Cette affection a été décrite la première fois au cours des hivers 1916-1917 chez les poilus de la Première Guerre Mondiale. Elle est favorisée par la déshydratation, une alimentation défectueuse, la situation de stress, la fatigue et certaines maladies associées. Elle est également favorisée par le port de vêtements ou de chaussettes serrées qui gène la circulation sanguine, l'exercice physique par temps froid et humide surtout chez les fumeurs.
Les pieds sont froids, blanc jaunâtre, ou tachetés de bleu-noir avec un œdème important. Ils passent de l'insensibilité, voire de la paralysie avec arrêt de la circulation sanguine à une augmentation de la température de la peau avec douleur parfois accompagnées de bulles lors du réchauffement. Une diminution de la sensibilité peut persister des semaines voire des mois.
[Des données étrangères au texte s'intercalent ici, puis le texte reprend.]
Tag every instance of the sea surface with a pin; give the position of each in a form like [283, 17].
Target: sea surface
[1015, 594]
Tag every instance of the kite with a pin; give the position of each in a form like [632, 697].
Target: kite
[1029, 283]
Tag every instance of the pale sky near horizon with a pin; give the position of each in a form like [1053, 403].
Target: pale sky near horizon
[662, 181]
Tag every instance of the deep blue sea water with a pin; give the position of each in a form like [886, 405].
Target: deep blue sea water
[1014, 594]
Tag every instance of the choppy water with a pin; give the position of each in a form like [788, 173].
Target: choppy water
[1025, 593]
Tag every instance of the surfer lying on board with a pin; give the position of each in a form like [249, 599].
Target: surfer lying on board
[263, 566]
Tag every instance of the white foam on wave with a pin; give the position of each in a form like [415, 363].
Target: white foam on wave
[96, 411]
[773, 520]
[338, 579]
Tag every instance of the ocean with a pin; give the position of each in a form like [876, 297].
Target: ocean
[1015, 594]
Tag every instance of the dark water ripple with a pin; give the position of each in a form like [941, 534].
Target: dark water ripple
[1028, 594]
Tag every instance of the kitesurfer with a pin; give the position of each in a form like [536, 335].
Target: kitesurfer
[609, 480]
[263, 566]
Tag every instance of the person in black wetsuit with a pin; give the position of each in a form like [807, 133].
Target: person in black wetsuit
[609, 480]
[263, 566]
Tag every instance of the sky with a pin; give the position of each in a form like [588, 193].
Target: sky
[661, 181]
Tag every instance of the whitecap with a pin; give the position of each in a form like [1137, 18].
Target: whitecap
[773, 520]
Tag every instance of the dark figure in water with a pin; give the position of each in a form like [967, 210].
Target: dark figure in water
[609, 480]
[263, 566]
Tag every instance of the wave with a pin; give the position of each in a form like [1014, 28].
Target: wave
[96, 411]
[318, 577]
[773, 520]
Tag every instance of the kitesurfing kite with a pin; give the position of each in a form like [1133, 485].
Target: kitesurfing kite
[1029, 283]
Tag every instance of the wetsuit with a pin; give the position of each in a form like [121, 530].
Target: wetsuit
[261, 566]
La circulation sanguine redevient progressivement normale, mais il persiste une hypersensibilité aux variations de température, le froid provoquant une contraction intense des vaisseaux et la chaleur, une dilatation de ces vaisseaux et une sudation importante. Exceptionnellement, il peut apparaître une gangrène.
Ce phénomène est à rattacher à une affection liée aux loisirs et connue sous le nom anglais de « moonboot foot syndrome ». C'est un équivalent mineur du pied des tranchées observé chez les vacanciers qui se rendent aux sports d'hiver et qui gardent leurs après-skis humides et occlusifs plus de 24 heures.
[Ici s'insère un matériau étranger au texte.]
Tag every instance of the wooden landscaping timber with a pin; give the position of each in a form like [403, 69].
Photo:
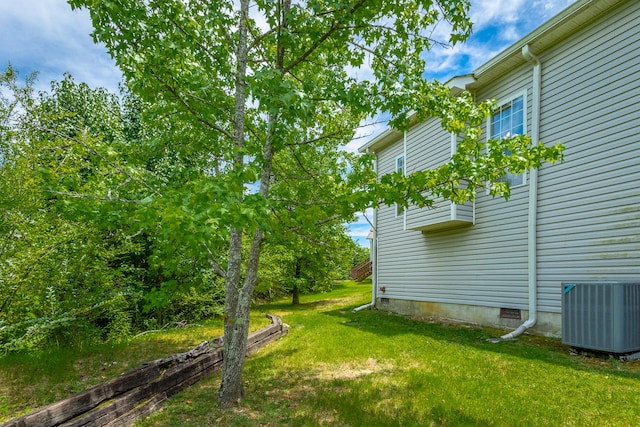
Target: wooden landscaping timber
[138, 393]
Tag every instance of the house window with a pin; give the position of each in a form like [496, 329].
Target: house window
[400, 169]
[509, 120]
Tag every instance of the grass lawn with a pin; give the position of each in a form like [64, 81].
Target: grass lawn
[370, 368]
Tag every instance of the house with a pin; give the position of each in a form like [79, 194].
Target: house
[575, 80]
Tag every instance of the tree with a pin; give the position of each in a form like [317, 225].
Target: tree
[61, 272]
[250, 79]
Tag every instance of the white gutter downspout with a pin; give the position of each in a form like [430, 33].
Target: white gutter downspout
[374, 259]
[533, 200]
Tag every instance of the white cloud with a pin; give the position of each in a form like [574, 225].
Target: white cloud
[48, 37]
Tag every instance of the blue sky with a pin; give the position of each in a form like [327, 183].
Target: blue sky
[48, 37]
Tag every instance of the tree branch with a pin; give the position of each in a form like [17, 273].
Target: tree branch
[334, 27]
[212, 262]
[91, 196]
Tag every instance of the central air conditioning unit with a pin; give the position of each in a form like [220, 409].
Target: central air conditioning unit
[602, 316]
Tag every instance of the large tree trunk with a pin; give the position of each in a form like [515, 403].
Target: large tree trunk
[236, 323]
[238, 298]
[296, 290]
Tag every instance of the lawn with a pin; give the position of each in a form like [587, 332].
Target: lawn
[341, 368]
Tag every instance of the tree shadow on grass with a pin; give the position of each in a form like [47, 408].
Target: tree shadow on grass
[306, 397]
[539, 348]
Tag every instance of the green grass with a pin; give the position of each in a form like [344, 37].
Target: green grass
[341, 368]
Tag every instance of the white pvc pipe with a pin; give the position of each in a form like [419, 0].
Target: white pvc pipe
[533, 202]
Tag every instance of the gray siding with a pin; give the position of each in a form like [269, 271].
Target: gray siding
[589, 206]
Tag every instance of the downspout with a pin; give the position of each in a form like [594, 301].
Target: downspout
[374, 259]
[533, 200]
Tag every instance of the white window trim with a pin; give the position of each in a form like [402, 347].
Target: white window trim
[522, 93]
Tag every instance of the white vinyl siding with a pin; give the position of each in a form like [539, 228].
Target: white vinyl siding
[588, 206]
Le traitement consiste à sécher les pieds tout en les gardant en ambiance froide modérée. Contrairement au traitement des gelures, il ne faut pas réchauffer les pieds brutalement, mais faire un réchauffement général de l'organisme par une abondance de boissons chaudes en évitant le café qui provoque une contraction des vaisseaux. En fait, le traitement est essentiellement préventif : pieds secs, chaussons et bottes non serrées, réchauffement général et déchaussage fréquent.
C'est une coloration bleu-violacé des extrémités, permanente et indolore atteignant principalement les jeunes filles et les personnes travaillant debout dans le froid. Il existe une rougeur bleu-violacé des mains, des chevilles et des pieds, mouchetée qui s'efface lors de la pression et qui s'accompagne d'une sudation, d'un gonflement « pâteux » des zones atteintes. La couleur vire au rouge vif lors des expositions au froid. L'évolution est chronique, émaillée d'aggravations hivernales, l'affection pouvant persister à l'âge adulte. Ces sujets sont particulièrement exposés aux engelures.
Le traitement consiste en l'hydratation de la peau et en une protection contre le froid.
Cette pathologie serait due à une dilatation de petites veines cutanées avec stagnation de sang veineux dans la peau.
Elles s'observent chez l'adulte souvent de sexe féminin. Elles succèdent à une exposition au froid lors de la pratique de l'équitation, du motocyclisme et du ski. Elles se situent sur les cuisses (face antéro-externes ou externes) ; elles guérissent sans séquelles. Elles réalisent des nodules sous-cutanés, indurés douloureux, mobiles de 2 à 5 cm, d'abord rouges, inflammatoires, puis froids et cyanotiques qui persistent une dizaine de jours.